El complejo carecía de electricidad, lo que significaba que ese sistema debía de estar funcionando con un suministro eléctrico independiente. Lo que significaba a su vez que tenía que ser muy importante…
Retiró el trozo de pared. En la pantalla podía leerse:
A Gant casi se le salen los ojos de las órbitas.
Secuencia de autodestrucción de la instalación…
No era de extrañar que el sistema funcionara con una fuente de energía independiente.
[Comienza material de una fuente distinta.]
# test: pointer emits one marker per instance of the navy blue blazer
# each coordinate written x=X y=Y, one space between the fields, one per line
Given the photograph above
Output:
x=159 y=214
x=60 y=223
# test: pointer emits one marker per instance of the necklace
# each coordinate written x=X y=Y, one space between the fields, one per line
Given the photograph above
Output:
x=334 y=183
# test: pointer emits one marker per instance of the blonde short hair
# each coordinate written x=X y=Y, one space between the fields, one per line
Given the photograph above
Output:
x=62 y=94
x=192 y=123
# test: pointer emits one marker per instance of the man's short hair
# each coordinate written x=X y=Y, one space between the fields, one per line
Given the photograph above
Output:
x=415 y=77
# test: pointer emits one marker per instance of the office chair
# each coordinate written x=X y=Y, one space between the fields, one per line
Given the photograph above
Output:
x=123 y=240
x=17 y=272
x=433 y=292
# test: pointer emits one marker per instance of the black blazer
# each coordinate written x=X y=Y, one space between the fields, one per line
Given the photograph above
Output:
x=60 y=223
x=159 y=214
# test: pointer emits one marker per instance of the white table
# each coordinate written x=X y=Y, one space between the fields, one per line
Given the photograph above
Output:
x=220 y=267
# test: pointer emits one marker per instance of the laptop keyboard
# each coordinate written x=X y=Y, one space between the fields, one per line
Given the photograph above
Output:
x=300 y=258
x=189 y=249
Pero, por algún motivo, probablemente la irrupción de los presos, la gente de César Russell no había introducido el pertinente código de extensión del cierre durante el periodo ventana tras las 10.00.
Así que, si nadie introducía un código de extensión o finalización antes de las 11.05, la secuencia de autodestrucción del Área 7 comenzaría, un periodo de diez minutos que culminaría en última instancia con la detonación de la cabeza termonuclear de cien megatones enterrada bajo el complejo.
—Oh, Dios… —murmuró Gant.
Miró su reloj.
Eran las 10.15 horas.
Se volvió para marcharse de allí.
En el mismo momento en que una tubería de acero la golpeó en la nuca.
Gant cayó de manera fulminante al suelo.
No llegó a ver a su agresor.
No llegó a ver cómo la cargaba en su hombro.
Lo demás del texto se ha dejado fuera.